The Herbig and Bell (1988) Catalogue (HBC) contains 742 PMS stars and is the most complete and up-to-date compilation of young stars. All the stars in this catalogue that have been observed with IUE are included in our catalog. All the sources classified in the Data Base as TTS (class 58) are in the HBC catalogue. A complete list can be found in Appendix A together with some general information as the 1950.0 ecuatorial coordinates, the V apparent magnitude and its range of variability as in the HBC, the molecular cloud to which the star is associated and the number of low dispersion spectra obtained with IUE in the LWP, LWR and SWP cameras.

In order to facilitate work with this catalogue we provide for each source a list of general information on physical properties and the spectral energy distribution. This is followed by a list of details on the available IUE observations and some basic data derived from them. This information is completed with two figures: the mean spectrum of the star and the light curve as derived from FES measurements.


A list of general information:



This is homogeneous object identification as established in the IUE Data Bank (Barylak, 1991). Also the variable star name is provided.

Other identifications

The HBC entry number as well as other conventional designations provided in the HBC.
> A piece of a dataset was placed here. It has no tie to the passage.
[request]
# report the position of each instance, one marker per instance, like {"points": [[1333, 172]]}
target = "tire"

Indicates to which group the star belongs. The classification has been taken after the HBC. The abreviations are: CTTS, WTTS, SUAur and FUOri. CTTS holds for Classical TTSs, WTTS for weak line TTSs, SUAur for stars like SU Aur (type late F to K, weak emission in Halpha and Ca II, very broad absorption lines (vsini > 50 km/s) and relatively high luminosity) and FUOri for stars like FU Ori (DEFINICION HBC).

Spectral type

After HBC.

Photometric data

UBVRI values have been extracted from the HBC. Therefore the data are not homogeneous and include Johnsons-Cousins, Johnson (marked with *) and Instrumental (marked with *i). The conversion factors are given in Rydgren et al...???. These data have been completed with published values when they are more complete than the quoted in the HBC. The source reference is indicated in the table. JHK photometric data have been extracted from Vrba et al (1986) for the stars in Taurus and from the Catalog of Infrared Observations (Ref.).

IRAS fluxes

Most of them have been taken from Weaver & Jones (1992). The flags a, b and c hold for the estimated errors, δF: a (δF ≤ 10%), b (10 % ≥ δF ≤ 25 %) and c (δF ≥ 25 %). For the rest of the sources the reference from which the IRAS fluxes have been taken is indicated in the table.

Activity parameters

Photometric period, amplitude of the brightness variations in the V band, rotational velocity as in the HBC completed with the results of the last monitoring campaigns. Einstein and ROSAT X-rays fluxes are also provided when available. The precise references are indicated in the table.

Wind parameters

Hα and [O I] equivalent widths. W(Hα) has been taken from the HBC. For the W([OI]) values the references are given. The association with optical jets and HH objects has been obtained by a comparison with the ”General Catalogue of Herbig-Haro objects” (Reipurth 1994).


Characteristics of the system (double, triple...) and the separation between the components. For the TTS that are known to be spectroscopic binaries the period is indicated. Also TTS whose binarity has been searched for and not found are indicated. The precise references are indicated in the table.


A list with IUE observations

The log of the IUE observations is provided. For each observation we indicate, the camera and image number, the dispersion, the date of observation, the integration time and the quality given by the observer according to standard codes adopted for the description of the IUE images. The FES magnitude is provided in the last column. The images are ordered by camera and date of observation.


A list with basic data derived from the IUE observations

A table with the mean fluxes of the most prominent UV lines (CIV, Si IV, Si II, C III, C II] and Mg II) and the mean continuum flux in two windows of 50 Angstroms centered at 1855 Angstroms and 2900 Angstroms that have been proved to be well suited for measuring the continuum level (Gómez de Castro & Fernández 1996).



The first figure is a plot with the mean UV spectrum of the stars. The Mg II high resolution profiles are also displaied when available. The second figure is the FES light curve and it is only represented for stars with several IUE observations. Additional, larger scale, plots are made when there are 3 or more observations separated by time lapses smaller than the photometric period.